In the fight against the two well-known vulnerabilities Meltdown and Spectre, Apple has made a new move by releasing two more security updates (together with the 10.13.3.version of macOS High Sierra). The remedies are designed to address the vulnerabilities on those computers that remain on macOS Sierra and OS X El Capitan. The updates (officially Security Update 2018-001) provide a series of mitigations for both problems. The users of macOS Sierra 10.12.6 and OS X El Capitan 10.11.6 are suggested to immediately install the new package as a security requirement.
Apple included a great deal of mitigations in macOS High Sierra 10.13.2, but computers with older OSs could not use them, so those machines remained without proper protection. In this context, the recent package fills the gap. The main packages so far include iOS 11.2 and macOS 10.13.2 (against Meltdown) and in Safari updates in iOS 11.2.2 and Supplemental Update within macOS 10.13.2 (against Spectre). More remedies may be included in future High Sierra versions.

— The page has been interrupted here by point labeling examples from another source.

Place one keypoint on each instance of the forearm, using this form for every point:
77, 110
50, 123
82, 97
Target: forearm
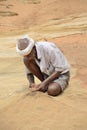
51, 78
30, 78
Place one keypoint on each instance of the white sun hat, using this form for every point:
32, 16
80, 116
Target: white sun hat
28, 49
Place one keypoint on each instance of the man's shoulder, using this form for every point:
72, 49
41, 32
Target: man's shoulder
46, 44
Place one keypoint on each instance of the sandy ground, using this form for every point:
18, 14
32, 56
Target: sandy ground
21, 109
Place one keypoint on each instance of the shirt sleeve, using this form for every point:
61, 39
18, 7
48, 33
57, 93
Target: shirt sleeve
59, 61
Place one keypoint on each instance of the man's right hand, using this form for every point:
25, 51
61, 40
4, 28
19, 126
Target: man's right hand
32, 85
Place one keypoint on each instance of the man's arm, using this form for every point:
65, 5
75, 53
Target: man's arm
47, 81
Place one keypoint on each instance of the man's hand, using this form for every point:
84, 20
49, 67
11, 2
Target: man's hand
39, 87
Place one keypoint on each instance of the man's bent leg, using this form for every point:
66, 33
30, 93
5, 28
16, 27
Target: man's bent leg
54, 89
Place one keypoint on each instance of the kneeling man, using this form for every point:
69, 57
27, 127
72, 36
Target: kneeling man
45, 61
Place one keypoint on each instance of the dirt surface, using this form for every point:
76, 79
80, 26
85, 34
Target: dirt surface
64, 23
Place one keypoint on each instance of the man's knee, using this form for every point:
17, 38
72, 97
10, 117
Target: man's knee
54, 89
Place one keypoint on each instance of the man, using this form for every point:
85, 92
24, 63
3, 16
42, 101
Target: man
46, 62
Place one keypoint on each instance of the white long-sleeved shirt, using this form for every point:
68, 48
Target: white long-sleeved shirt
51, 58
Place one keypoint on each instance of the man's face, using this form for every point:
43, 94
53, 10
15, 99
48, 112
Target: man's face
23, 43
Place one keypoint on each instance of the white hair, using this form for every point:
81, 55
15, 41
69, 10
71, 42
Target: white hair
28, 49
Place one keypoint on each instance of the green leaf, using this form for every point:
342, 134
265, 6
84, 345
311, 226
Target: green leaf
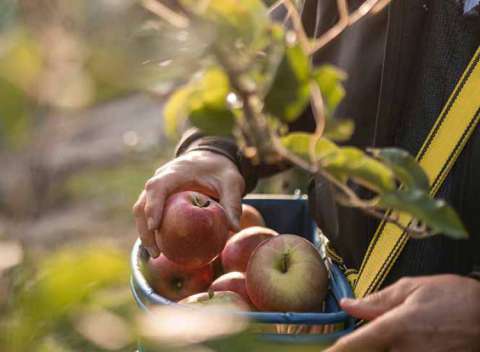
299, 142
208, 104
353, 163
176, 110
289, 92
436, 214
204, 102
329, 79
405, 167
339, 130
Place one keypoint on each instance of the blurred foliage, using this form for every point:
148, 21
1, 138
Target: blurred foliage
115, 187
51, 298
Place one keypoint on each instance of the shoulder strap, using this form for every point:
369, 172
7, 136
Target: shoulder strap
441, 148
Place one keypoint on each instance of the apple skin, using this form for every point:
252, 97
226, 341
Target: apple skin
194, 229
240, 246
228, 299
250, 217
286, 274
175, 282
233, 281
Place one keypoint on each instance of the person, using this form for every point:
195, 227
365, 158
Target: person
402, 64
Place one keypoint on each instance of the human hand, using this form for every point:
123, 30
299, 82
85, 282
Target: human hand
430, 313
202, 171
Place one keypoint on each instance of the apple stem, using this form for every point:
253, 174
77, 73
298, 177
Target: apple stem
284, 263
197, 201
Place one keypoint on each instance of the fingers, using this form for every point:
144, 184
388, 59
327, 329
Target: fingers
231, 192
147, 236
379, 302
379, 335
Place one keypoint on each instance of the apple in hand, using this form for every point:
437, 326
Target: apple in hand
194, 229
227, 299
250, 217
175, 282
240, 246
286, 274
233, 281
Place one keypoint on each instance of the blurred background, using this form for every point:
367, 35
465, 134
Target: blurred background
81, 90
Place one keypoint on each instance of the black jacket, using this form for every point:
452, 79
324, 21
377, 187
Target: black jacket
402, 65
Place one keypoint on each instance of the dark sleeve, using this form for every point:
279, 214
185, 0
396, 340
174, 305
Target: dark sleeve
193, 139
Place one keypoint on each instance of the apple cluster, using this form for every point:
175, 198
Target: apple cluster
202, 263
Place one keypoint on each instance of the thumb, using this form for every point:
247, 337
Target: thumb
230, 198
380, 302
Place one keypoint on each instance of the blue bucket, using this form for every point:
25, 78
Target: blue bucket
285, 214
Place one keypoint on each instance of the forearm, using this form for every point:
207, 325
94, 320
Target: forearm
195, 140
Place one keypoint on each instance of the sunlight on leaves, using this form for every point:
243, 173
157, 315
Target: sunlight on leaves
353, 163
299, 144
204, 102
436, 214
405, 167
289, 93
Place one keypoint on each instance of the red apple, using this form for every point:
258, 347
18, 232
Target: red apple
220, 298
176, 282
194, 229
250, 217
286, 274
234, 281
240, 246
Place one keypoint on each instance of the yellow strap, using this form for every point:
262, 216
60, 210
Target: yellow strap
441, 148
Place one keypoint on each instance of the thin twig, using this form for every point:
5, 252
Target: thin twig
297, 24
318, 109
343, 23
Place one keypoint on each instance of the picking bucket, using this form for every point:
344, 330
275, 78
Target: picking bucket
288, 215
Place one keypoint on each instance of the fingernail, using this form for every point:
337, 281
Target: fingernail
151, 224
152, 251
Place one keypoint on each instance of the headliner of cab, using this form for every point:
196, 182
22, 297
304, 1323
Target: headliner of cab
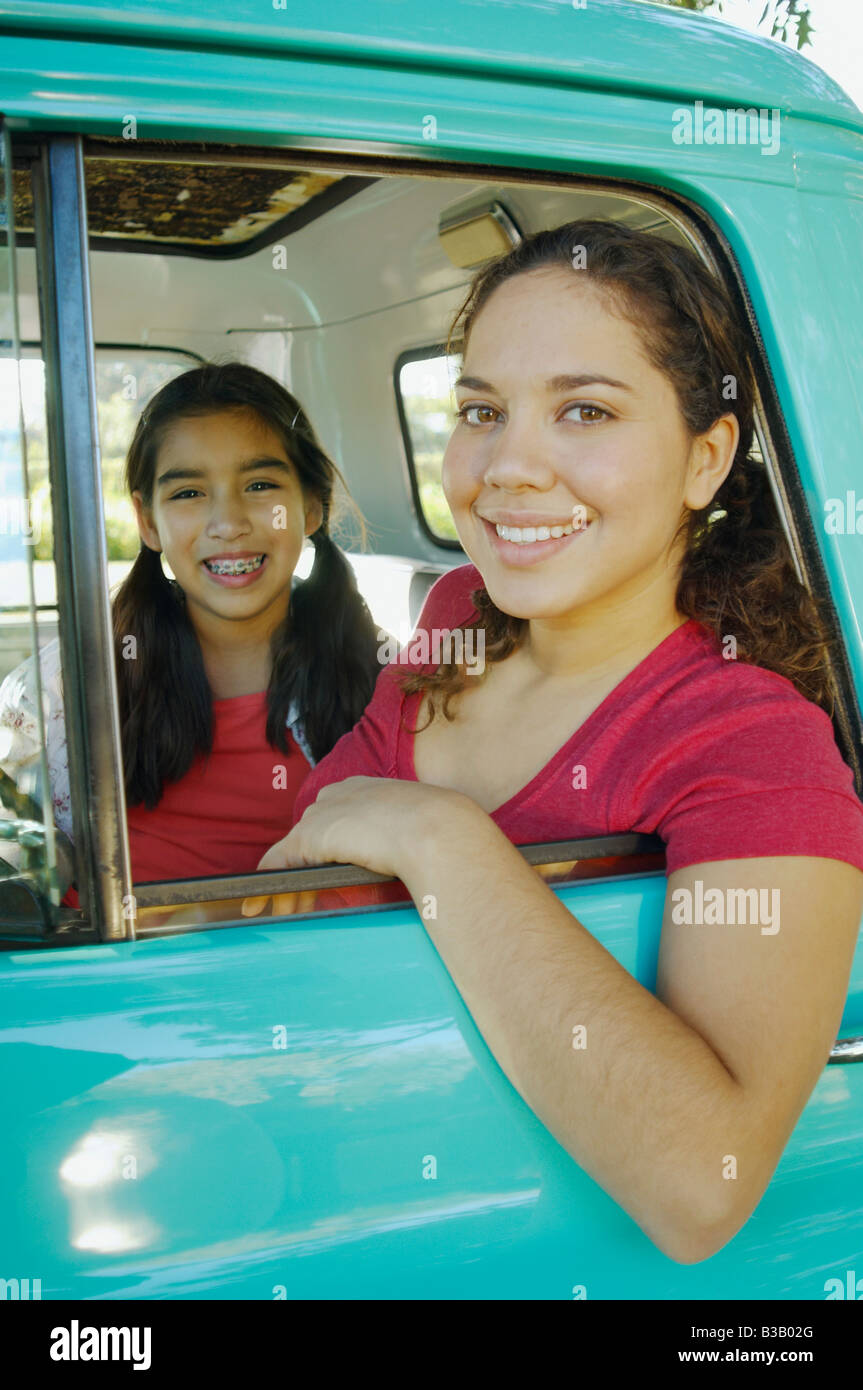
616, 45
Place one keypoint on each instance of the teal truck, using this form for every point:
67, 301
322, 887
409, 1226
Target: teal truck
302, 1105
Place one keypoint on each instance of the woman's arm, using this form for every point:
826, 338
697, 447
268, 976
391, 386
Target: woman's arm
678, 1104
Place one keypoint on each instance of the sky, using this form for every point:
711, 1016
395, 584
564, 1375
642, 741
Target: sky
837, 38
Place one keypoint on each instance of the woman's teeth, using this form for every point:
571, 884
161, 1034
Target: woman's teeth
243, 566
527, 534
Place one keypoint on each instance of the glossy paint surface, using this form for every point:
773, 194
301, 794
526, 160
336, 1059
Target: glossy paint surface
307, 1109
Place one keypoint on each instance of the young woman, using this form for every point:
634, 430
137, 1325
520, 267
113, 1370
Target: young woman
651, 665
231, 685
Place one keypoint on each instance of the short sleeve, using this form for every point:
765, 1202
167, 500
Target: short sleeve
763, 780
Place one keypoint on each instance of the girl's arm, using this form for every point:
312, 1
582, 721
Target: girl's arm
678, 1104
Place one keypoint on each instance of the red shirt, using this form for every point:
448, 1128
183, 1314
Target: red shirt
721, 759
227, 811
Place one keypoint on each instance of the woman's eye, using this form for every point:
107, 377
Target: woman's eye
477, 414
591, 414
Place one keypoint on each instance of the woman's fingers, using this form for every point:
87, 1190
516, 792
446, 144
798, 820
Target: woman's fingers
284, 904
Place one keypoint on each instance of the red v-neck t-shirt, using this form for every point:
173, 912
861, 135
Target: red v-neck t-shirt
227, 811
231, 805
721, 759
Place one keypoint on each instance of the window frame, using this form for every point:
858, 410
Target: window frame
97, 744
402, 360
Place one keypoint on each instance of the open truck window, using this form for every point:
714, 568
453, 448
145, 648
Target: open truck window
242, 262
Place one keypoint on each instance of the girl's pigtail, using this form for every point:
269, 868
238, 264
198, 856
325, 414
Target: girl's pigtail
324, 658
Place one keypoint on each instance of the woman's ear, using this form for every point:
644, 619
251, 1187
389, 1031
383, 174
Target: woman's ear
710, 460
314, 514
146, 528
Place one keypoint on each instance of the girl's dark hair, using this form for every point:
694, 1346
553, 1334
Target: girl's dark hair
737, 576
324, 653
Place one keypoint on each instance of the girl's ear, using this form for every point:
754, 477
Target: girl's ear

Spectre and Meltdown are hardware vulnerabilities that can attack most processors. The problem is really global, as Apple confirms that all its Mac and iOS devices are impacted.
Both Spectre and Meltdown make their impact via CPU speculative execution mechanism. Spectre affects microprocessors at the stage of branch prediction. Usually, a speculative execution as a result of a branch misprediction opens for observation certain side effects that an attacker may use to reveal private information. Meltdown takes advantage of the race condition, which is inherent in most modern CPUs. The vulnerability takes place between memory access and privilege checking in the course of instruction processing. Meltdown allows an unwelcome process to read information from addresses, which are mapped to the memory space of the current process.
The vulnerabilities are common for both Apple and PC machines. Sometimes anti-vulnerability software behaves differently on Apple and PC computers. Thus, lots of serious security issues have been reported in Intel propelled PCs as a result of the installation of security patches, while Apple computers apparently have not experienced such problems.
So far, not all the counter-attacks have been successful. Thus, the Spectre Safari mitigations did not produce even a measurable impact in terms of Speedometer and ARES-6 tests and only a minor impact as measured by JetStream benchmark (2.5%).